Warne Marsh & Kenny Drew In Copenhagen (Storyville). Recorded in 1980, Marsh–a tenor sax master of subtlety and liquid imagination–plays in a quartet with Drew, one of the brightest graduates of Bud Powell’s college of bebop piano knowledge. Marsh has a few “oops” moments in note choices, but hearing him think his way out of them is part of the fun. This CD has one of Marsh’s most stimulating explorations of “Star Eyes,” a song that inspired him for decades.
The Vanguard Jazz Orchestra, Monday Night Live At The Village
Vanguard (Planet Arts). In a continuum that started with Thad Jones-Mel Lewis and ran through the Mel Lewis Jazz Orchestra, the VJO carries on a solid tradition of elevated musicianship, unfettered swinging and good, clean fun. Imperishable arrangements by Jones, Bob Brookmeyer and Jim McNeely provide extended opportunities for the band’s galaxy of soloists. Among the players are Dick Oatts, Terell Stafford, Scott Wendholt, John Mosca, Rich Perry, Ralph Lalama, Gary Smulyan and McNeely.
Reptet, Chicken Or Beef? (Monktail).

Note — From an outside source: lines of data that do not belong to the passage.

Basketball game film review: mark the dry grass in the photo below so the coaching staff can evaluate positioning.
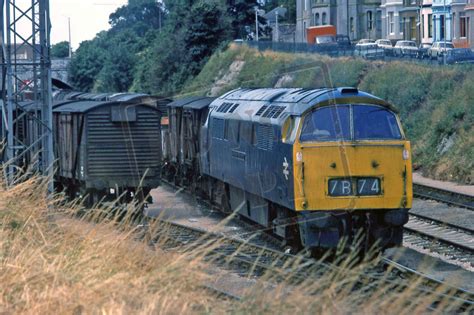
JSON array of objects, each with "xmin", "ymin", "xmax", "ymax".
[{"xmin": 0, "ymin": 175, "xmax": 471, "ymax": 314}]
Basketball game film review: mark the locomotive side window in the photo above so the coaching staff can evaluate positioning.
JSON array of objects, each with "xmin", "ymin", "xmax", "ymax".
[
  {"xmin": 251, "ymin": 124, "xmax": 257, "ymax": 146},
  {"xmin": 240, "ymin": 122, "xmax": 252, "ymax": 144},
  {"xmin": 212, "ymin": 118, "xmax": 225, "ymax": 139},
  {"xmin": 353, "ymin": 105, "xmax": 402, "ymax": 140},
  {"xmin": 300, "ymin": 106, "xmax": 350, "ymax": 142},
  {"xmin": 225, "ymin": 120, "xmax": 240, "ymax": 142}
]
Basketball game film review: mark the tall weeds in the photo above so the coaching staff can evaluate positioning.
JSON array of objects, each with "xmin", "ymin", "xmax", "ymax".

The method in their madness is sometimes concealed in over-the-top shenanigans, but there’s plenty of artistry, discipline and technique in this second CD by the Seattle sextet. They meld a wild combination of musical ingredients into tight arrangements that in some of their more structured moments recall the combo writing of Rod Levitt, in others jump bands of the early forties and, in many, nothing but Reptet.
Gloria Cheng, Piano Music of Salonen, Stucky, and Lutoslawski (Telarc). Cheng specializes in music of twentieth and twenty-first
century composers. Her brilliant playing of Witold Lutoslawski’s 1934 sonata discloses his early inspiration in the impressionistic lyricism of Ravel and Debussy, a revelation to me. Steven Stucky’s and Esa-Pekka Salonen’s pieces–written in recent years–in turn show their debts to Lutoslawski. Cheng soars through these demanding compositions with touch, articulation and dynamics that may overcome any resistance you have to contemporary “classical” music. The deftness and feeling she brings to the “Chorale” section of Salonen’s Three Preludes reminded me of something. I dug out The Gary McFarland Orchestra with Special Guest Bill Evans from 1963 and listened to “Night Images.” Sure enought, the moods, if not the styles, of Salonen’s and McFarland’s pieces complement one another perfectly. It’s all music, folks.